O governo da Bélgica encampou a ideia das bolhas sociais em maio. Autorizou cada família a receber até quatro pessoas, cujas casas pode frequentar — desde que mais ninguém faça parte do círculo. Recomenda também o uso de áreas externas para os encontros e deixar beijos e abraços para quando vier a vacina. “A separação física daqueles que amamos se tornou, em alguns casos, insuportável”, justificou Sophie Wilmès, primeira-ministra do país.

Inicialmente apelidada de “quebra-cabeça de quatro pessoas”, a recomendação foi afrouxada e já ampliou o círculo para 15 pessoas. O primeiro país que implementou uma ideia similar foi a Nova Zelândia, mas é bom ressaltar que, com seus 4,8 milhões de habitantes, ali o isolamento já faz parte da paisagem.
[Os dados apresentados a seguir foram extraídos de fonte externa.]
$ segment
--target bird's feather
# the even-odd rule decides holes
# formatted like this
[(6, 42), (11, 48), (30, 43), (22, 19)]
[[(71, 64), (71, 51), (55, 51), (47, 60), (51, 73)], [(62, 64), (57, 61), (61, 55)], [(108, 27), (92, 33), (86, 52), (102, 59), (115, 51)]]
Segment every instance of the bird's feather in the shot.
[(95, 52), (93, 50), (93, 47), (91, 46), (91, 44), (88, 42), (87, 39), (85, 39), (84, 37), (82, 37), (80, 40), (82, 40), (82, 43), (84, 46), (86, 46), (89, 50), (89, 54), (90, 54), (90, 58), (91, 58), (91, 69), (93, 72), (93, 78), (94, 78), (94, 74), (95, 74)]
A do Reino Unido é chamada de bolha de apoio e prevê regras parecidas.

Quem você chamaria para sua bolha? Uma escolha óbvia entre casais com filhos é eleger amigos na mesma situação. Caso os participantes sejam substituídos, é prudente aguardar duas semanas entre cada configuração, o tempo máximo de incubação do novo coronavírus, pelo que se sabe — é fundamental que nenhum dos envolvidos apresente sintomas da doença que assola o mundo.

“É importante que todos tenham gostos parecidos”, diz a dermatologista Vera Rebelo. Moradora de um condomínio horizontal em Alphaville, na Grande São Paulo, ela formou sua bolha com as duas filhas, com quem divide a casa, e com dois casais de amigos de longa data que moram na vizinhança. “Não sabemos quando tudo isso vai acabar, por isso nos reunimos toda semana para festejar, mas sem pôr ninguém em risco.”